Bektaşi inancına göre, bir insanın başına ne gelirse Allah’tandır. Buna “La faile illallah” derler. Allah’tan başka fail, sebep olan yoktur. Hayrın ve şerrin kaynağı o’dur anlamına geliyor.
Bektaşi pazarda dolaşırken biri arkadan gizlice yanaşıp ensesine tokat atıp kaçmış. Büyük bir hışımla dönüp arkaya bakan Bektaşi’ye yaklaşan adam;
“Erenlerim hani başa ne gelirse Allah’tandı, neden tokat atanı arıyorsun.”
Bektaşi cevap verir:
“Başa ne gelirse Allah’tandır kabul, ama bu iş için hangi pez…gi bana yolladı onu merak ediyorum.”
İlahi adaletin hangi sebeple gerçekleşeceği belli olmaz. Bu kuralı siyasetçilere anlatabilseydik iyi olurdu.
Devlet malına iştahı kabarık bir milletiz. Sistemimiz öyle hale gelmiş ki; oturduğun koltukta dürüst davranmaya kalksan tepelenirsin. Çevresini tatmin edemeyen siyasetçiyi en başta kendi ekibi terk eder. Kimse şu parti bu parti demesin. Küçücük şehirlerde bile nelere şahit oluyoruz. Sistem tüm siyasilere aynı olanakları vermiş, özellikle belediyeler rayından çıkmış durumda. Böyle bir belediyecilik sistemini şahsen sürdürülebilir görmüyorum. Muhalefetteyken dürüstlük abidesi olarak karşılananlar, beş yıl sonra tescilli hırsız olarak uğurlanabiliyor. Mevcut sistemin içinde siyaset yapanların çoğu bana göre birer kurbandır. Hem kendilerine verilen yetkilerin, hem de en büyük düşman olan nefislerinin kurbanı oluyorlar. Partiler kanarada sıranın kendisine gelmesini bekleyen adaylarla dolu.
Kimse Allah’ın sopası yok zannetmesin. Oturduğunuz koltuklar bu dünyadaki sınavınızdır. Allah’ın sopası meydanı boş zannedip devlet hazinesine el uzatanların kafasına ini verir. Gün gelir Allah birilerini aracı yapar, tokadı ensenize yersiniz. Onun için kendini kurnaz zanneden siyasetçilerin iki yakası bir araya gelmiyor. Koltuklarından inip sade vatandaş olduklarında hakikati anlasalar da çok geç.
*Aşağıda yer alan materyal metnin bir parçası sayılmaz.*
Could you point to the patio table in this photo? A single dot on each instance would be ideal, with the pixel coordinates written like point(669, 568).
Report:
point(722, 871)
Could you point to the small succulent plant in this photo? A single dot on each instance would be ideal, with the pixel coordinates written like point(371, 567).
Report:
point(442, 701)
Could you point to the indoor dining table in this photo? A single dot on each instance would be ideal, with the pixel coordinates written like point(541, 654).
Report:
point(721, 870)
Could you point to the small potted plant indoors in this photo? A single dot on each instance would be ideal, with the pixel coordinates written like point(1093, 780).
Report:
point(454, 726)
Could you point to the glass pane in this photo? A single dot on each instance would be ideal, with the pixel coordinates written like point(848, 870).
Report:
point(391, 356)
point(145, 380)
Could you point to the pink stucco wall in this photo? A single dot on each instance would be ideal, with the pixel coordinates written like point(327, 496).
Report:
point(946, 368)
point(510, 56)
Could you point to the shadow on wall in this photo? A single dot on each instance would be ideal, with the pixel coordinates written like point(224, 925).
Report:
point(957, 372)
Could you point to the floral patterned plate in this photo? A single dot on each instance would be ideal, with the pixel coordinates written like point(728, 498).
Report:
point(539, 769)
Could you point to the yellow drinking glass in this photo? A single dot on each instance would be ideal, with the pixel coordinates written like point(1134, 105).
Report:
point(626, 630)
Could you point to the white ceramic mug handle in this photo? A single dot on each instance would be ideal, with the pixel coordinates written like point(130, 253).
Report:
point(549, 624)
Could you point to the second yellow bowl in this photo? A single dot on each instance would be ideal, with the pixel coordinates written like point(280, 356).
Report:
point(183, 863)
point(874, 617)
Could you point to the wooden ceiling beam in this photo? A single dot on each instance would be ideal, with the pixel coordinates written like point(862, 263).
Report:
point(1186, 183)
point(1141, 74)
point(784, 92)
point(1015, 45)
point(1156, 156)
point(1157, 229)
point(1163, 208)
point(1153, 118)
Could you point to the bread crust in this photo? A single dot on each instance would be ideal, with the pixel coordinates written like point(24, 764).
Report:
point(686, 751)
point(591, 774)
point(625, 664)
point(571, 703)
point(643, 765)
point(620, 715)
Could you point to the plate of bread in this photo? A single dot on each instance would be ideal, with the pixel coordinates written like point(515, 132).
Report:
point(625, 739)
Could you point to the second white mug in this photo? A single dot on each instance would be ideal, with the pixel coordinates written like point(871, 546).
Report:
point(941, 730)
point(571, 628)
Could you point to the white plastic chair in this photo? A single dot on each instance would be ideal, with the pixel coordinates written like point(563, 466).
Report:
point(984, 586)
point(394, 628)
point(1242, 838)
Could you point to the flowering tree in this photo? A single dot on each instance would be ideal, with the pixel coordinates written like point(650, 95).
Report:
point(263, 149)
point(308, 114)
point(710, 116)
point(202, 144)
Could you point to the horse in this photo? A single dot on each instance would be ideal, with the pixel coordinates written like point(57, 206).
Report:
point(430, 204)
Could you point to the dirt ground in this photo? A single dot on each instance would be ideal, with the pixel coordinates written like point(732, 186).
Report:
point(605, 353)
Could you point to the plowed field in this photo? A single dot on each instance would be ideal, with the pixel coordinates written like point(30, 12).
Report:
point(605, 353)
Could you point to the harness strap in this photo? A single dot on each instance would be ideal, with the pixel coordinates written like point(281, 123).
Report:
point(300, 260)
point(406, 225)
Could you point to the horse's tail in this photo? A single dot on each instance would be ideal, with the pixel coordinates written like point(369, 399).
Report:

Shakespeare ölümsüz eserinde “olmak ya da olmamak” diyor ya; olmanın bedeli bazen olmamaktan daha ağırdır. Haramzadeleri görüyoruz, duyuyoruz. Bir zamanlar mutlu olmak için çabalayıp geldikleri makamların, kalıcı mutluluğun kaynağı olmadığını görseler de aynı saygınlığı devam ettirebilmek adına şöhret kölesi olmaya devam ediyorlar.
Muaviye’nin oğlu I. Yezid’in en önemli özelliği zevklerinin peşinde koşan bir lider olmasıydı. İstanbul seferini gerçekleştiren önemli komutanlardan olmasına rağmen, Halifeliğe getirildiğinde üzerindeki sorumluluğu anlayamadı, nefsinin piyadesi oldu, yöneticiliğin asli görevlerini umursamadı. Günümüzdekiler Yezid’i gölgede bırakacak türden.
Muhalefetteyken Hacca gidip gündüz vakti zemzem ikram edip akşam olduğunda içki içecek yer arayanlara şahit olduk. Bu tür siyasetçiler üçkâğıtçıları yanından ayırmaz. Ya bir koltuk verip hırsızlık yapmasına olanak tanır, ya da astronomik faturalarla kurumun hortumlanmasına çanak tutar. Sabah fatura kesip öğleden sonra tahsilat yapıp, aynı günün gecesinde dansöze para yapıştıranları kimse mutlu zannetmesin. Hepsinin başında ayrı dert, nasıl helak olduklarını görmeye başladık. Allah’ın adaleti tecelli edeceği zamanı bilir elbette. Kimse yıkandığı sudan daha temiz olamaz, temiz kalmak isteyen kirli sulara yaklaşmasın. Haksız kazanç kendisini akıllı zannedenlerden bir gün çıkar. Devlet hesabını sormazsa bir gün gelir o hesabı Allah sorar.